I recommended a video a while ago which I think is appropriate to revisit here – In this video Ken Robinson talks about how schools, in essence, create factory workers. I choose to call this: conditioning rats that will run the race obediently – all their lives. C’mon – Really? You want that? I hope you’ll watch the video.

I’m amassing books at rate I’ve never done before for two reasons: 1. The more I gain the more I realise I have much more to learn and 2. I acknowledge how way behind I am and realise that every moment I don’t learn more is yet another opportunity lost.

Do we follow in the exact footsteps of the greats who have gone before us? Oh goodness No! We each create our own path. We are so unique that no set of rules will be completely effective if we follow precise instructions. The goal is to exercise the mind to think in ways many of us were not taught to think.

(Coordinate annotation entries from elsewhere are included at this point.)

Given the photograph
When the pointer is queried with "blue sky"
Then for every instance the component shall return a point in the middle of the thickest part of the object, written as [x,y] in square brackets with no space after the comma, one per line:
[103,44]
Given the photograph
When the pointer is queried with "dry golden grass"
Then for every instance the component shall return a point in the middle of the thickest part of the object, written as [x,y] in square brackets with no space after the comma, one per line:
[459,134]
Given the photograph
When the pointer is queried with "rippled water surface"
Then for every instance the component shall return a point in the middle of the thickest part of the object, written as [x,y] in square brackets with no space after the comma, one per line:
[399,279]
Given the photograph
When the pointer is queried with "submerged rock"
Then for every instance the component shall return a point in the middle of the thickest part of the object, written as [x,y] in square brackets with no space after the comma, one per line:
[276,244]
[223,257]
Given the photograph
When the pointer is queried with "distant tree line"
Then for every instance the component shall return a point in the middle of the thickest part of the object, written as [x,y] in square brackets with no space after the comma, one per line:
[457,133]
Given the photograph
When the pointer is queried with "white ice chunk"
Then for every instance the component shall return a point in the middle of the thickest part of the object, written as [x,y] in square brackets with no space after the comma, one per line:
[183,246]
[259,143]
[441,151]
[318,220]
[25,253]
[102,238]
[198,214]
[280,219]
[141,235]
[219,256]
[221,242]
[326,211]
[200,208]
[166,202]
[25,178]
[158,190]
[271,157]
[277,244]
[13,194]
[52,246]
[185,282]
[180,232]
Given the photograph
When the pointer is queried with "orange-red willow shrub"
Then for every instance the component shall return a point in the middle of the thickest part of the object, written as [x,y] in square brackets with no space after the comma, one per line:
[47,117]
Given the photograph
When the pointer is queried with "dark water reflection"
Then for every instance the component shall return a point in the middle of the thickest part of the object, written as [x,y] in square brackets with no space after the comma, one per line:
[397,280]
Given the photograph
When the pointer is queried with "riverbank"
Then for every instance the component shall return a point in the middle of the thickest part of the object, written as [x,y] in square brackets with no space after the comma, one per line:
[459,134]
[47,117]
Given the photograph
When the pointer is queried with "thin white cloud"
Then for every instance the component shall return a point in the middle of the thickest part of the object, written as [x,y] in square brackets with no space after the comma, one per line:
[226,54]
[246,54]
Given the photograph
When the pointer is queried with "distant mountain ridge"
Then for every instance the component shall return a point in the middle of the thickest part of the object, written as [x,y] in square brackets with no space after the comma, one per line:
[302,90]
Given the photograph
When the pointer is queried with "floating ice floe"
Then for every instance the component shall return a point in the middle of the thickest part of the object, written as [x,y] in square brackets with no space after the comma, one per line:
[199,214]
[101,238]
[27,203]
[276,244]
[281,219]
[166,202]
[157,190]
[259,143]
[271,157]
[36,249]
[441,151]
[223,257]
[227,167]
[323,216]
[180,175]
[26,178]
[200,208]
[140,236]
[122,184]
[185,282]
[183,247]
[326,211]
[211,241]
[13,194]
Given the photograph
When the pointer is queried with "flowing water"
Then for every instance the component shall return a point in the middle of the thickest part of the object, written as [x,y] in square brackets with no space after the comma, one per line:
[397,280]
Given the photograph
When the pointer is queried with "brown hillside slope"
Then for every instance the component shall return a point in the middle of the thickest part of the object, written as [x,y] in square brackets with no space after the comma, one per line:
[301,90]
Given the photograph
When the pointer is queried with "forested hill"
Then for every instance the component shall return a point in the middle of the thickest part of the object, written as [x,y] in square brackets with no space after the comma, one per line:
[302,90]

One of my clients told me the other day he wants so badly to study but feels he’s too old. I feel as long as there is breath in you and a lucid mind you owe it to yourself to grab every opportunity to learn.

It’s been said the desire to write comes with writing. I believe the same rings true for reading.

I’m giving my first workshop for the year this week. I’m super excited because clients attending this program will be getting a much more improved version of me. And I have every reason to believe that after this program – they won’t quite be the same again. Superb information has a way of doing that.

Are you indispensable?

If you read nothing else this year I really hope you’ll read  Linchpin. My favourite part of the book is Seth’s exposure of The Resistance. It’s the part in all of us that suppresses our greatness and keeps us down. Linchpin gave me some powerful insight which has helped me overcome some crippling barriers to success. Nuff said – read it and tell me you didn’t love it. I’ll be amazed.

Delivering Happiness

This was such an incredible book.

It revived something very important in me that I’d forgotten – I am that important. And I deserve to work happy. I deserve to work with purpose. If every company functioned this way – well the world would just be awesome!